The state wants its money back on an older agreement.

The Lordstown automotive plant may no longer be owned by General Motors but the automaker could get in trouble, according to a new report. The Truth About Cars, quoting ProPublica, says the state of Ohio sent GM a letter in March this year asking for repayment of more than $60 million in subsidies.

Several years ago, the two sides agreed on sizable tax breaks in exchange for the manufacturer operating the factory until at least 2027. GM discontinued the Cruze sedan that was assembled there in the spring of 2019, leaving the plant with no actual production. GM later sold the site to a company called Lordstown Motors, which promised to build electric trucks.

“If the state were to claw back $60 million, that would be one of the biggest clawback events in US history,” Greg LeRoy, executive director of Good Jobs First, a nonprofit “tracking subsidies, promoting accountability in economic development,” commented. “This is very significant, very interesting that it would come from a Rust Belt state from a very pro-business administration.”

Apparently, a final decision hasn’t been taken by the Ohio officials yet and the matter will be discussed during an upcoming meeting, reportedly planned for the second half of July. In return, General Motors is begging Ohio not to want its money back.

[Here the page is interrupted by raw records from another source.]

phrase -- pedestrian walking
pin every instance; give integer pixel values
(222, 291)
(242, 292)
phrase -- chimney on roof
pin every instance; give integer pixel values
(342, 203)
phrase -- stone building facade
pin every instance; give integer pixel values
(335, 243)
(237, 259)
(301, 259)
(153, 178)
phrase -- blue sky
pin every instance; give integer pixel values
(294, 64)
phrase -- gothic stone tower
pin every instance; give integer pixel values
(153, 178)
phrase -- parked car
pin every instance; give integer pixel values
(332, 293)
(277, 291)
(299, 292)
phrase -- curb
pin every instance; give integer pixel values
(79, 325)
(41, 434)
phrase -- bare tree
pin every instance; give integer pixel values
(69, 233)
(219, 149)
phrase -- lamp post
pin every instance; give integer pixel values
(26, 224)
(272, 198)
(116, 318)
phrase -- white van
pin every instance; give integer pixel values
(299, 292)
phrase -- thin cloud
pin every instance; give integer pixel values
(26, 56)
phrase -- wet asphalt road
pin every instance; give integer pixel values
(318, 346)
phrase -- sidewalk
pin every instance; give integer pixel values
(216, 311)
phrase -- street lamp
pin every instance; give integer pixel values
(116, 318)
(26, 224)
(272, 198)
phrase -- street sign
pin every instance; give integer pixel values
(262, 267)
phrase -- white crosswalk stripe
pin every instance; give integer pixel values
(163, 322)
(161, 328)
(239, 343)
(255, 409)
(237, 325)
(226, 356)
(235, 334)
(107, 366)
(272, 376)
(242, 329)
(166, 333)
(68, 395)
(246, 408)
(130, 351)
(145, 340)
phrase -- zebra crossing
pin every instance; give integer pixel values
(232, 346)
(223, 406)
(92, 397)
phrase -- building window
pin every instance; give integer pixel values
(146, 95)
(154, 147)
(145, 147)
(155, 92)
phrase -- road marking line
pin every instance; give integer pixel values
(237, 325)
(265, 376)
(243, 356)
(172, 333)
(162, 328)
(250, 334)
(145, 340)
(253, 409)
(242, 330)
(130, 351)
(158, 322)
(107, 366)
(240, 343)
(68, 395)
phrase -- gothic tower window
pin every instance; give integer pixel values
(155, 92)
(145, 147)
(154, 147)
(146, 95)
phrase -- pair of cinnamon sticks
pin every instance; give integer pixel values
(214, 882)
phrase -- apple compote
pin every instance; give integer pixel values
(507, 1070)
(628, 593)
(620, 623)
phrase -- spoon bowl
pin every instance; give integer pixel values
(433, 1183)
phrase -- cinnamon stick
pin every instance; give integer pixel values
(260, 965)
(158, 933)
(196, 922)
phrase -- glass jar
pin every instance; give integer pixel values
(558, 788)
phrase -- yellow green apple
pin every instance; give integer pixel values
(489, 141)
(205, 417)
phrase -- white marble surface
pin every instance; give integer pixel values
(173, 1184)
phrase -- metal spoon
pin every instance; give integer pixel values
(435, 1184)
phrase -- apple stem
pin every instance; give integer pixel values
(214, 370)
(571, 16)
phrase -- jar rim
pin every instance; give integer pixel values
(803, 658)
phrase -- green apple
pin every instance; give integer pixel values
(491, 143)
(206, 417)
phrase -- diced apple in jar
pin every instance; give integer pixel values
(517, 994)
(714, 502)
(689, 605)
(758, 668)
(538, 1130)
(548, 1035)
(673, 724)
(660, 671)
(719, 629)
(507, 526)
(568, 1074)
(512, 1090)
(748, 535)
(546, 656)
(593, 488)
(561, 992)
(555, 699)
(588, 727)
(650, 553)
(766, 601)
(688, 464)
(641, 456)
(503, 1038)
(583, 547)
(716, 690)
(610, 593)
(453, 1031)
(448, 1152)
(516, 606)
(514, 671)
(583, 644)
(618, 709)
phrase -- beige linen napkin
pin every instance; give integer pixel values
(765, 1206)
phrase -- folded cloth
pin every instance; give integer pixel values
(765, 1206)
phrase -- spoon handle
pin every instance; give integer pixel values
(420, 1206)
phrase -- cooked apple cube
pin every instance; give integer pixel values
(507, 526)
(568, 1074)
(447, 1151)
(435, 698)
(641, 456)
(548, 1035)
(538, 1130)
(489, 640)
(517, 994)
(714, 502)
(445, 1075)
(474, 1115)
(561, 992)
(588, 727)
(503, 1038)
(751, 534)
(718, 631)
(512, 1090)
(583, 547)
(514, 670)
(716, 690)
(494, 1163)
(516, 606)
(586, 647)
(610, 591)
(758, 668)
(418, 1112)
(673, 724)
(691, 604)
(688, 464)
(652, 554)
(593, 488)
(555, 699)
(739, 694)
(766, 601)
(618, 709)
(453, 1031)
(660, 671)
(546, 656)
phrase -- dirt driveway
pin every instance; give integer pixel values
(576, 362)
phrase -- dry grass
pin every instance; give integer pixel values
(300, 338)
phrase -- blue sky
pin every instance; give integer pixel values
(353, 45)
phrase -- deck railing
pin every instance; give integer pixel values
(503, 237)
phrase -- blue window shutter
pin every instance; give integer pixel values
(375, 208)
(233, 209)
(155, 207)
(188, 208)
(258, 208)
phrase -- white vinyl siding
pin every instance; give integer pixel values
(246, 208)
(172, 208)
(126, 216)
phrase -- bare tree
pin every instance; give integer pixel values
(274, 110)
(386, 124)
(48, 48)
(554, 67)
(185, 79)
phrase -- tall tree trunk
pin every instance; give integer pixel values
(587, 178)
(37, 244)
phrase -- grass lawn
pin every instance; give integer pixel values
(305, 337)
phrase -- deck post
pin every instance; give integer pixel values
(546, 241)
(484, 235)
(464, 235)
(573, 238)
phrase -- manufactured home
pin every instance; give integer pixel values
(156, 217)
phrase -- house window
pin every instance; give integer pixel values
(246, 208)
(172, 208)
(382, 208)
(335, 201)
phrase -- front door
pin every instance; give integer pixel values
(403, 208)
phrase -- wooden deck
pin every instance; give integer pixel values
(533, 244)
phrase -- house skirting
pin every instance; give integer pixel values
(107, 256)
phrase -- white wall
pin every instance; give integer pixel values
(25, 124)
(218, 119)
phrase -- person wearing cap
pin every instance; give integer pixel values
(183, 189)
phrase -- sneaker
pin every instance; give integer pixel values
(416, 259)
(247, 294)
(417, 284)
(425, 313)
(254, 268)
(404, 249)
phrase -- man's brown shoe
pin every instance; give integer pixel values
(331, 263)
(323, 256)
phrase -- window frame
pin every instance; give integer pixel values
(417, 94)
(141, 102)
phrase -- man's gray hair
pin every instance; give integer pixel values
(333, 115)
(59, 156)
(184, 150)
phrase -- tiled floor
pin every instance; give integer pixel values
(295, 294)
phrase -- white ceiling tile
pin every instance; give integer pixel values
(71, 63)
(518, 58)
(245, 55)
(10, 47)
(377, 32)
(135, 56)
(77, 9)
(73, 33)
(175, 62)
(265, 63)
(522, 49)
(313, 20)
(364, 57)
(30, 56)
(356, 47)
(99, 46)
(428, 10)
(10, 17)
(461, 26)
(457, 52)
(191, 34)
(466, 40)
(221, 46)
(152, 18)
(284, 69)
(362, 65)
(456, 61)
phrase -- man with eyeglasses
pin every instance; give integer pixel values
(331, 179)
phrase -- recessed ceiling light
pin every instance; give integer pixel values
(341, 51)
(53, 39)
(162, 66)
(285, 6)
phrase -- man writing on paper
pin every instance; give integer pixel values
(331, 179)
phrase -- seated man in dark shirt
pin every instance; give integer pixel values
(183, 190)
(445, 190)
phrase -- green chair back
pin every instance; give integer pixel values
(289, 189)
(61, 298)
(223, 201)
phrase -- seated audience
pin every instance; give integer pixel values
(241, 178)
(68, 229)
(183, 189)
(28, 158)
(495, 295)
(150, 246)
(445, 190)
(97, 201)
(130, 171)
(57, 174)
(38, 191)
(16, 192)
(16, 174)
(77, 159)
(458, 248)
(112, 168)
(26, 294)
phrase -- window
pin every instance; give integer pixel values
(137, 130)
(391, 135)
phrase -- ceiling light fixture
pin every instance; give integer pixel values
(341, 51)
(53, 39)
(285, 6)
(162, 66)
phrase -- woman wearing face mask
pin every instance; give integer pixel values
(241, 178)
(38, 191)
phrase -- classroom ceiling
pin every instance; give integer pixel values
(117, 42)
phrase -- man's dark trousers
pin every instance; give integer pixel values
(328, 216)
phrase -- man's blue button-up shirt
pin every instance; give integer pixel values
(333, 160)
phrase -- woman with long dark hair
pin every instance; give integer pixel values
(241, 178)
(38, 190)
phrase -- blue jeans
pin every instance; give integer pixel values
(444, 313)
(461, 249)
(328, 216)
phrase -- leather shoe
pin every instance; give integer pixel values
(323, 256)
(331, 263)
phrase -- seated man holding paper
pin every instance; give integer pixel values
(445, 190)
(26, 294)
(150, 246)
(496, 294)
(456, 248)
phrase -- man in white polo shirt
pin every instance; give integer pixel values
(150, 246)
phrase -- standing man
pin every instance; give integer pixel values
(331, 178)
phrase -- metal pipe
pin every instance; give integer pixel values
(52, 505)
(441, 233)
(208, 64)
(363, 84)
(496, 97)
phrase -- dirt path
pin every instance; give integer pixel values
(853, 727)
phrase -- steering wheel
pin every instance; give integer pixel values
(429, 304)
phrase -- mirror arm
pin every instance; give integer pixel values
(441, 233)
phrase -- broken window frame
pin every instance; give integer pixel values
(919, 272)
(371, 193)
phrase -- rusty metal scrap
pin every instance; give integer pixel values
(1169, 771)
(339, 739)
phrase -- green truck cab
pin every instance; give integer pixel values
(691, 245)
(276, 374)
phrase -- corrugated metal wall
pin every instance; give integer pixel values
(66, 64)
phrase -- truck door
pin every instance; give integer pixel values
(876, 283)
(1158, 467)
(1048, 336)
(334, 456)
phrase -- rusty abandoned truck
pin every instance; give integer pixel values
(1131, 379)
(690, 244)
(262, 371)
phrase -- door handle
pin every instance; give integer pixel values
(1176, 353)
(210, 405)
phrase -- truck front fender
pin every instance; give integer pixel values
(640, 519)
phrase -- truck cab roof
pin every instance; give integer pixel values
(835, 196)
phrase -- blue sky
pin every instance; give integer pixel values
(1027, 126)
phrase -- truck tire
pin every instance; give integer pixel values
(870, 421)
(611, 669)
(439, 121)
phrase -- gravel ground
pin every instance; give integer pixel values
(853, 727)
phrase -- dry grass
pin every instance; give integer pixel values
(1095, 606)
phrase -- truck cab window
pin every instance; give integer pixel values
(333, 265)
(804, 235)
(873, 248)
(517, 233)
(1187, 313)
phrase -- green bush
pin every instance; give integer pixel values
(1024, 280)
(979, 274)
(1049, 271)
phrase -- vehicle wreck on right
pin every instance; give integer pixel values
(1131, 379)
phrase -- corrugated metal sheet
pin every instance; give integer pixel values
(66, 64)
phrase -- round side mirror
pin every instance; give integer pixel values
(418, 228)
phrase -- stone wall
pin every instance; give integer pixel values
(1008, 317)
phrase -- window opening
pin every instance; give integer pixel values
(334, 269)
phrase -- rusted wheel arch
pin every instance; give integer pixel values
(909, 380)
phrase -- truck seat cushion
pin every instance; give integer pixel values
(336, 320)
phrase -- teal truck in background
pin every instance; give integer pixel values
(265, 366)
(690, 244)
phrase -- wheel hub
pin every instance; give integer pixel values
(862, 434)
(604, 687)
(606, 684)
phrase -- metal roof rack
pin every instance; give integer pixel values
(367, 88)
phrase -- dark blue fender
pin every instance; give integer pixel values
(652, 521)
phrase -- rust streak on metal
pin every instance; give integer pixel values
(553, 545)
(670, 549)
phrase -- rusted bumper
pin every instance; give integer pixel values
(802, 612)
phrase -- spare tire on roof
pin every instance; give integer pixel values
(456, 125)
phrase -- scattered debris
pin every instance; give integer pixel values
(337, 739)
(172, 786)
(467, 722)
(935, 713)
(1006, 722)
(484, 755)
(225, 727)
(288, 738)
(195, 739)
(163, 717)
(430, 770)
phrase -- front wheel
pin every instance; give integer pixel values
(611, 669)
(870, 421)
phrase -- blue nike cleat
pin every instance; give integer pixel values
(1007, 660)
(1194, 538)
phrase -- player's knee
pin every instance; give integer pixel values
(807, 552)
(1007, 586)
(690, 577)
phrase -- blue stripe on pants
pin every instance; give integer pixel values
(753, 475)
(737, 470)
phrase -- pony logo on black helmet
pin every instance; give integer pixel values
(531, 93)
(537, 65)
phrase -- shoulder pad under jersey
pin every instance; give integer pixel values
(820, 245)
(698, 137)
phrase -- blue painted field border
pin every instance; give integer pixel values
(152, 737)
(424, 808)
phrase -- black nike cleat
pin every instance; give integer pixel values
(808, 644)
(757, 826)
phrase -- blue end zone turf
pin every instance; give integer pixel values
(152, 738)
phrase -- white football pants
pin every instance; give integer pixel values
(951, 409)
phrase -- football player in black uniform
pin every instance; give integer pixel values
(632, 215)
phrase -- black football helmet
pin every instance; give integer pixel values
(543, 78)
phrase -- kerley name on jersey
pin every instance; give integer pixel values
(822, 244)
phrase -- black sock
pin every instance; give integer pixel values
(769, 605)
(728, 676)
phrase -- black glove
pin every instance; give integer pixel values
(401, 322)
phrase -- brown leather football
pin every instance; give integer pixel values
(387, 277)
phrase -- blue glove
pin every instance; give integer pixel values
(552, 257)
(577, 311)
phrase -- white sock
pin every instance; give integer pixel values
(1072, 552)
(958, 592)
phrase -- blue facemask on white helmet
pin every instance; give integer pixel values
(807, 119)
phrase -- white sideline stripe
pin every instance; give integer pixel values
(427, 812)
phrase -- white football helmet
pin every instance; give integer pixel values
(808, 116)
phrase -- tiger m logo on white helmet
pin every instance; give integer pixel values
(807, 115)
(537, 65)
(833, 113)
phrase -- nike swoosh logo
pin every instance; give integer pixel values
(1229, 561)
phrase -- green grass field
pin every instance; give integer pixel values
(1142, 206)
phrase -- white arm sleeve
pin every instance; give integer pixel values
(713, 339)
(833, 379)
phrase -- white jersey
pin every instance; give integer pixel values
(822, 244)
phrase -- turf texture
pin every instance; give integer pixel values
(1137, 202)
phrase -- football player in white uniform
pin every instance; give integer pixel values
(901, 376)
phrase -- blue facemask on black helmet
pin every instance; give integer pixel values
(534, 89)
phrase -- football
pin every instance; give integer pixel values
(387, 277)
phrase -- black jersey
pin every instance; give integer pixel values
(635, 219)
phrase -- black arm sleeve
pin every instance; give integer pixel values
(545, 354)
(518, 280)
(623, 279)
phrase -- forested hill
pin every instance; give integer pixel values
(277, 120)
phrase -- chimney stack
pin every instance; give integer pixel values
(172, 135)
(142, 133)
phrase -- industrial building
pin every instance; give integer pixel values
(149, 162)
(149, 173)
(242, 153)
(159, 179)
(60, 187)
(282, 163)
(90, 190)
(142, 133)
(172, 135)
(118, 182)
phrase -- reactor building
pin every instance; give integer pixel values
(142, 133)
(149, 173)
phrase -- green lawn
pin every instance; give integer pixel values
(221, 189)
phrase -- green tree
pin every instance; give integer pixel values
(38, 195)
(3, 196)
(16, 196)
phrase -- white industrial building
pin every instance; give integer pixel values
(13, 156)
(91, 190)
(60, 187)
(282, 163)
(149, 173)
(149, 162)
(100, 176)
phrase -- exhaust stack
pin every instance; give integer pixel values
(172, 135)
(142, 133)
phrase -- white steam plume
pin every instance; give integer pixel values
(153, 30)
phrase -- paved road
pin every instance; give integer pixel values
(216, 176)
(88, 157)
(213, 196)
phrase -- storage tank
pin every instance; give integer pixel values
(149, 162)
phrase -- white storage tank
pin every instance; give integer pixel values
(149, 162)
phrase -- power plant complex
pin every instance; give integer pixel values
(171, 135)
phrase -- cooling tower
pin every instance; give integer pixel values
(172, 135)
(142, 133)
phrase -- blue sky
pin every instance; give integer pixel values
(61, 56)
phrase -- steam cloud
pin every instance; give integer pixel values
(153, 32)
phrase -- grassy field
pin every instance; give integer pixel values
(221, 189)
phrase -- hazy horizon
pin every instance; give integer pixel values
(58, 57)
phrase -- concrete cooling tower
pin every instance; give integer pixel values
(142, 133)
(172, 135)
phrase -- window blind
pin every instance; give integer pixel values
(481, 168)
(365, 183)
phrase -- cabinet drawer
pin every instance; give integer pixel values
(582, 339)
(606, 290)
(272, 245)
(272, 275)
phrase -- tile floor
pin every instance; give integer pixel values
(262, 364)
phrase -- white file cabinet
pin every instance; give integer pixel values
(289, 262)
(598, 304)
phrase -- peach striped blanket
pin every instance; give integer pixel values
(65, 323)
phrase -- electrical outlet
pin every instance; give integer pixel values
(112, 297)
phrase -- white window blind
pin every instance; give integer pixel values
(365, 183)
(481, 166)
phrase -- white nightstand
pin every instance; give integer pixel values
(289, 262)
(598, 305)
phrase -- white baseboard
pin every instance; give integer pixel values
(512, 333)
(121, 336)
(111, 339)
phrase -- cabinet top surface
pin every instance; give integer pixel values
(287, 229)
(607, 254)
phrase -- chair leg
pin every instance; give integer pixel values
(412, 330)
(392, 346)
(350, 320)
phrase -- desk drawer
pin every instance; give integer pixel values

“Cash preservation is critically important to General Motors to support a vigorous emergence from the economic and global health crisis,” General Motors responded to Ohio’s letter through the voice of its US property tax manager, Troy D. Kennedy. “We respectfully request your assistance to help us drive towards a full recovery by choosing not to require repayment of all, or a significant portion of, the tax credits.”

GM spokesman Dan Flores told ProPublica that the company is “respectfully asking the state to consider our belief that a repayment of the tax credits would be inconsistent with our significant manufacturing presence in Ohio and the Mahoning Valley.”